Jeff, any news about other car clubs competitors ? has lists been released ? any strong contenders ?


----------



## [email protected] (May 16, 2003)

Blog


----------



## Ludders (Feb 6, 2004)

This is going to be a really tough year and that's a promise. The other teams taking part are very strong indeed. This is going to be a great competition and one to remember for many years!

There is going to be a lot of arse kicking so just make sure it's not ours!!

The Scooby Team. (who list their strengths)
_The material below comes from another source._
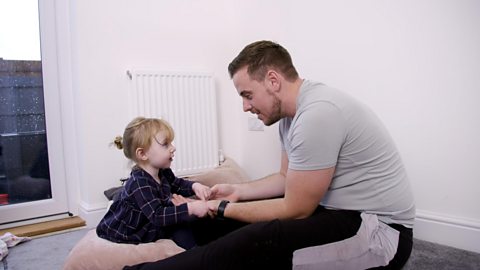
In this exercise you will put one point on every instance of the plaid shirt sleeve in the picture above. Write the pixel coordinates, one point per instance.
(155, 204)
(178, 185)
John Stevenson - 2 Door - Handling 
Clive Fulcher - Blue Car - Drag/TS
Steven Darley - Banana - All
John F - MY05 JDM STi - Handling
Kev Horsley - Type R - Handling
Andy.F - 3.6 RA - All
Justin Andrews - RA - Handling
Rob Wakelin - Shrek - All
Mikee Singh - STI3 - Drag/TS
Neil Shaw - Type R - All 

Team Tweenie (Some of them)

Duncan cowper Dax Rush 1300t
Mick begley r32 Skyline
Shane smith r34 Skyline
Rob shadwell r32 Skyline
Richard cooper vr6 golf 
Adrian smith Toyota celica
Jonny milner Toyota celica
Raymond dewsbury Dax Rush 1300t

The MLR

Paul Martin (evo 6)
Barrie Rycroft (evo 7)
Richard Marples (evo 6)
Ross Walker (evo 6)
Bary Smithson (evo 6)
Gary Hayward (evo 7)
John Lewis (evo 8)
Kenny Brookes (evo 5)
Russ Paton (evo 6)
Mark Denny (evo 6)


.


----------



## Jm-Imports (Feb 12, 2007)

damm whish my car never broke ;-(


----------



## Ludders (Feb 6, 2004)

Jm-Imports said:


> damm whish my car never broke ;-(


Well...........that makes at least two of us matey.



.


----------



## busa turbo (Nov 8, 2009)

Hi Geff here is the full Team Tweenie 

Duncan cowper Dax Rush 1300t
Mick begley r32 Skyline
Shane smith r34 Skyline
Rob shadwell r32 Skyline
Richard cooper vr6 golf 
Adrian smith Toyota celica
Jonny milner Toyota celica
Raymond dewsbury Dax Rush 1300t
Simon grirriths r33 GTR
Iqbal hussain r32 GTR
was down at TR's tonight all looking good for TOTB have a good one all best Duncan.


----------